La desesperación por meterme las pastillas. El agua chorreando por mis mejillas y bajando hasta el cuello. Mis gritos cargados de impotencia. Un impulso animal gobernando mi comportamiento. El vaso vacío. La remera mojada. La canilla del baño de mi habitación como un bebedero que me ayuda a empujar lo que ya no entra. La taquicardia descontrolada. El desorden violento arriba de mi cama como espejo de mi caos interior. La agenda interminable. Mi idea errónea de dejar de vivir mientras duermo como la bella durmiente. Más pastillas. Mis dedos arqueándose de a poco haciendo una fuerza descomunal que nunca tuve. Podría romper un muro. Mis hijos en la escuela. La preocupación por que alguien los retire. La falta de cordura. El miedo a morir con dolor. La sensación de sentirme un monstruo. La seguridad de estar salvando a mis hijos con mi ausencia. Que nadie les diga cómo me morí. Más taquicardia. El mareo. La desesperación por despedirme. Mis mensajes a Julia. A Nicolás. A Sofía. Sus respuestas cargadas de egoísmo. El golpe de mi cabeza en el piso. Mi voz en algún lugar impreciso pidiéndole a Inés que me deje morir. La esperanza de reencontrarme con mi papá. La falta de aire en el pecho. El sabor repugnante de la fluoxetina que se derrite en mi lengua. No puedo tragar. La ira en el lugar donde va la sangre. El agotamiento mental. El límite. La incapacidad de seguir así. El odio. El final del dolor. La paz. La libertad. La muerte.

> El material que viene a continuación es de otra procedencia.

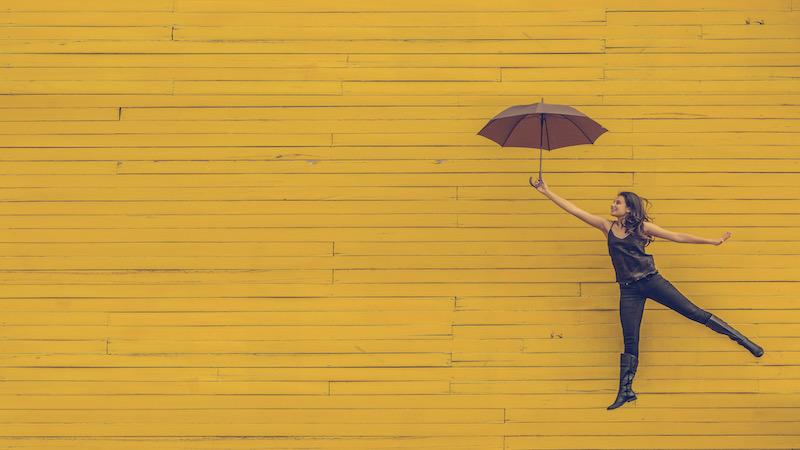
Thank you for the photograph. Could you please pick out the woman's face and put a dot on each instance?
(618, 207)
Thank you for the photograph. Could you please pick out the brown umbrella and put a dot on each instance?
(542, 125)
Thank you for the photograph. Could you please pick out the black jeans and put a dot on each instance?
(631, 306)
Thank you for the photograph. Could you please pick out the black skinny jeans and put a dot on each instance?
(631, 306)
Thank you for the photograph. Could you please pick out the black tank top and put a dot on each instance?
(628, 257)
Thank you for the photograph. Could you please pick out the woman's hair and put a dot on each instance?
(637, 216)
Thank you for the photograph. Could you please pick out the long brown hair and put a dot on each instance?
(637, 215)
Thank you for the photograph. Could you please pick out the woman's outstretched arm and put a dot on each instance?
(592, 219)
(655, 230)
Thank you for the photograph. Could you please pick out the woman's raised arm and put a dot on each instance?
(592, 219)
(655, 230)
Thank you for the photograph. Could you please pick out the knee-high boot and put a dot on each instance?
(718, 325)
(627, 370)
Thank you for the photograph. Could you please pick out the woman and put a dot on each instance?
(638, 278)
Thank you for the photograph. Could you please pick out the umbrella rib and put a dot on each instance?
(512, 130)
(578, 127)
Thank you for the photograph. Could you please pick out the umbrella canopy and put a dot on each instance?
(545, 126)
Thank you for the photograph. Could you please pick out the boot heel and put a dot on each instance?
(719, 325)
(627, 370)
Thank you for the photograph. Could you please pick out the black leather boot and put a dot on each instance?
(718, 325)
(627, 370)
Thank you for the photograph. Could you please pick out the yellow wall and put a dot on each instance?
(275, 220)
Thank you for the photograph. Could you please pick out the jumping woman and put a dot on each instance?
(638, 278)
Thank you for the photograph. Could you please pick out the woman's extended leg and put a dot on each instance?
(662, 291)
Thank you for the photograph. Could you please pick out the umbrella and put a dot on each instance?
(549, 125)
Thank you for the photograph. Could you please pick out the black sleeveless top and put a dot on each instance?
(629, 258)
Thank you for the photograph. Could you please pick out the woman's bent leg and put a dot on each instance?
(631, 308)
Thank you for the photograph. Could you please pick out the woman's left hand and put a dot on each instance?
(724, 238)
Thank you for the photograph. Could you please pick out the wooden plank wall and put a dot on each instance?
(271, 225)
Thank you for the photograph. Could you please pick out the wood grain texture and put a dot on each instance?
(263, 224)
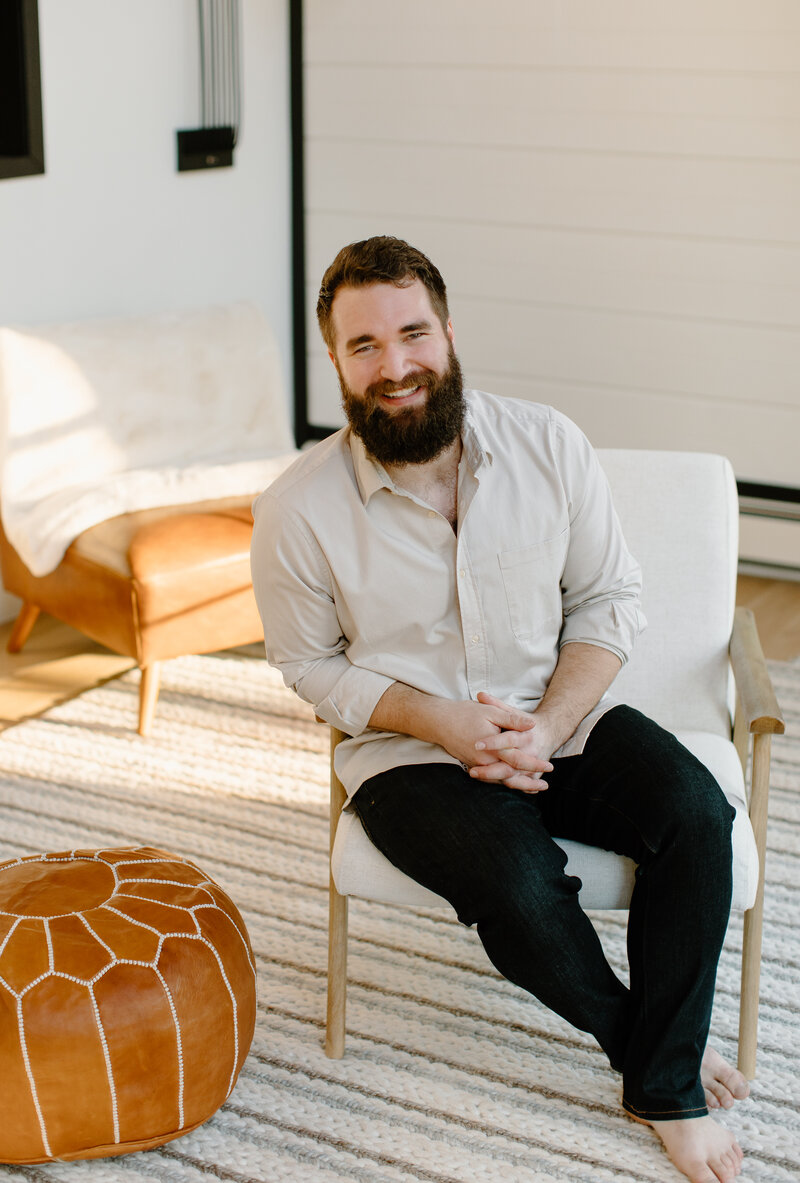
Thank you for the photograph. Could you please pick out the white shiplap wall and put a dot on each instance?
(610, 187)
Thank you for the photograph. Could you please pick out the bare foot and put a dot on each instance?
(722, 1083)
(704, 1151)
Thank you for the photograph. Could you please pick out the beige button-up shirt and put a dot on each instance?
(360, 583)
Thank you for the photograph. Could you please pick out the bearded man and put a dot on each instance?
(445, 580)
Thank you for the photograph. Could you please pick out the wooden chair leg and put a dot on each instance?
(335, 1022)
(148, 696)
(23, 626)
(748, 1012)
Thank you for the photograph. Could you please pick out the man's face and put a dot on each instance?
(399, 375)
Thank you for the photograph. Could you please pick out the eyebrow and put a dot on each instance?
(366, 337)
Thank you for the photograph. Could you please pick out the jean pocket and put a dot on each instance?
(531, 579)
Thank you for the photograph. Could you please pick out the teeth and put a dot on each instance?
(401, 394)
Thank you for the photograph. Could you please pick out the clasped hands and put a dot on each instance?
(496, 742)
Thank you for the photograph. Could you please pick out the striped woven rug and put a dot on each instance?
(451, 1074)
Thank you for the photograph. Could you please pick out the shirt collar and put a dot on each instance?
(371, 476)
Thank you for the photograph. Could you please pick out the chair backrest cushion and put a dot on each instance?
(102, 418)
(679, 514)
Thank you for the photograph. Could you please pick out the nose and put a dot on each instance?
(394, 363)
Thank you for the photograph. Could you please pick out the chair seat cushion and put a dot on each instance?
(359, 868)
(127, 1002)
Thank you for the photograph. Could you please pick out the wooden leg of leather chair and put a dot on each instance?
(335, 1023)
(148, 696)
(748, 1010)
(23, 626)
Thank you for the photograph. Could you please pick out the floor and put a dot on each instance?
(57, 663)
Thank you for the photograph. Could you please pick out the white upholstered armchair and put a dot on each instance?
(697, 670)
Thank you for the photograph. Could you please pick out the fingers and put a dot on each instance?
(505, 747)
(513, 777)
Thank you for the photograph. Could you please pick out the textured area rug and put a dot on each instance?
(451, 1074)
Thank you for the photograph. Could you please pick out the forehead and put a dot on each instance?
(378, 310)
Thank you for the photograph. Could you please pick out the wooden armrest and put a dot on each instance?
(760, 709)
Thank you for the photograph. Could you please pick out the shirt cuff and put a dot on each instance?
(612, 625)
(352, 700)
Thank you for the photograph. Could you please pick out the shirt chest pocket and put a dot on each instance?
(531, 580)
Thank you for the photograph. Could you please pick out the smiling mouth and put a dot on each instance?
(401, 395)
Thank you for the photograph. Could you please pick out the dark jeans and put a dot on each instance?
(489, 851)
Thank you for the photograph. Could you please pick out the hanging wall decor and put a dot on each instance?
(212, 144)
(21, 140)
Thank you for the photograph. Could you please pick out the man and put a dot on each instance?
(446, 581)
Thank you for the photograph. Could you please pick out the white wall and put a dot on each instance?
(111, 227)
(611, 189)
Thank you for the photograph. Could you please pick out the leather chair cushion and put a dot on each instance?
(127, 1002)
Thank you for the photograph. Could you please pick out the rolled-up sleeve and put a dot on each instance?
(302, 631)
(601, 581)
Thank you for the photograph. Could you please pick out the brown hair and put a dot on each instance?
(379, 260)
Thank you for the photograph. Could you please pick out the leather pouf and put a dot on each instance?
(127, 1002)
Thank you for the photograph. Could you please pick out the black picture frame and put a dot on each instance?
(21, 133)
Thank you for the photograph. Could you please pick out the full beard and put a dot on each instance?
(411, 434)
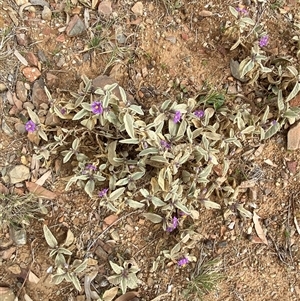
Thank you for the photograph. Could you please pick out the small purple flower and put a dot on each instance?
(242, 11)
(91, 167)
(177, 116)
(30, 126)
(264, 40)
(174, 225)
(165, 144)
(273, 122)
(183, 261)
(103, 192)
(199, 113)
(97, 107)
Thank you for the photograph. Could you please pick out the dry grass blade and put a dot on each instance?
(259, 230)
(40, 191)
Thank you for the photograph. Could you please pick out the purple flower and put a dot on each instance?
(174, 225)
(183, 261)
(199, 113)
(103, 192)
(274, 122)
(264, 40)
(91, 167)
(97, 107)
(30, 126)
(242, 11)
(165, 144)
(177, 116)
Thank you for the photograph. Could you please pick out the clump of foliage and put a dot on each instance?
(171, 160)
(64, 267)
(204, 279)
(277, 75)
(17, 210)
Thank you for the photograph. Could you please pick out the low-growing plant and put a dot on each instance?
(125, 275)
(171, 160)
(64, 267)
(204, 279)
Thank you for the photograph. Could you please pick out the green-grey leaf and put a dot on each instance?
(294, 92)
(130, 141)
(116, 268)
(42, 134)
(157, 202)
(75, 281)
(75, 143)
(123, 284)
(244, 211)
(132, 281)
(136, 109)
(50, 239)
(129, 125)
(64, 251)
(272, 130)
(234, 12)
(57, 279)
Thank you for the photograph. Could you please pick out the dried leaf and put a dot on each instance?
(259, 229)
(40, 191)
(128, 296)
(41, 181)
(154, 218)
(20, 57)
(128, 122)
(33, 278)
(6, 254)
(110, 294)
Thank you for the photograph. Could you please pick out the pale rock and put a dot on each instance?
(293, 138)
(75, 27)
(15, 269)
(21, 91)
(102, 80)
(19, 173)
(138, 8)
(39, 95)
(7, 294)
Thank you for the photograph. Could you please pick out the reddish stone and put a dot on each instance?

Veo mi cara reflejada en un espejo que no existe. Quiero que alguien me masajee mis pensamientos para que se calmen. Recorro lentamente la manguera que sale de mi boca con el dedo índice. Huelo mal. Me toco la cabeza. Alguien me recogió el pelo y escondió el vómito que recién ahora estoy inhalando. Miro el suero un largo rato. Suspiro de manera interrumpida. Observo el techo y lo transformo en un cielo. La cabeza nunca me para.

Pienso en mi papá. En mis abuelos. Extraño a mis muertos. Les tengo miedo a mis vivos. Cabeceo. Escucho el ruido de unos tacos que se acercan a la cama y me despiertan.

¿Mami? ¿Viniste?

Soy Inés, acá estoy, amiga.

¿Alguien le avisó a mi mamá?

La mano de Inés abraza fuerte la mía. Apoya su boca en mi frente y responde susurrando que sí.

Sí, Carol. No bien te ingresaron al hospital, tu hermana se encargó de avisarle.

Abro la mano y me saco a Inés de encima. Cierro los ojos y trago saliva. El gusto salado de una lágrima acaba de tocar mi boca. Estoy temblando. No sé si de frío o de miedo. Se está rompiendo el hechizo.

Me quedo dormida.

4

Desde mis seis años, fui adquiriendo un repertorio espantoso de síntomas físicos y psicológicos. Una batería interminable que nunca se agotaba. La desaparición espontánea de uno anunciaba la llegada del siguiente. Eran todos diferentes entre sí, pero como todo síntoma psicológico tenía un gran beneficio, un beneficio secundario: calmar un daño mayor que en ese momento no podía reconocer. Lo cierto es que, con cada despliegue, la ansiedad que evidentemente sentía lograba descomprimirse y salir por diferentes medios, inapropiados, sí, pero los únicos que mi inconsciente era capaz de fabricar.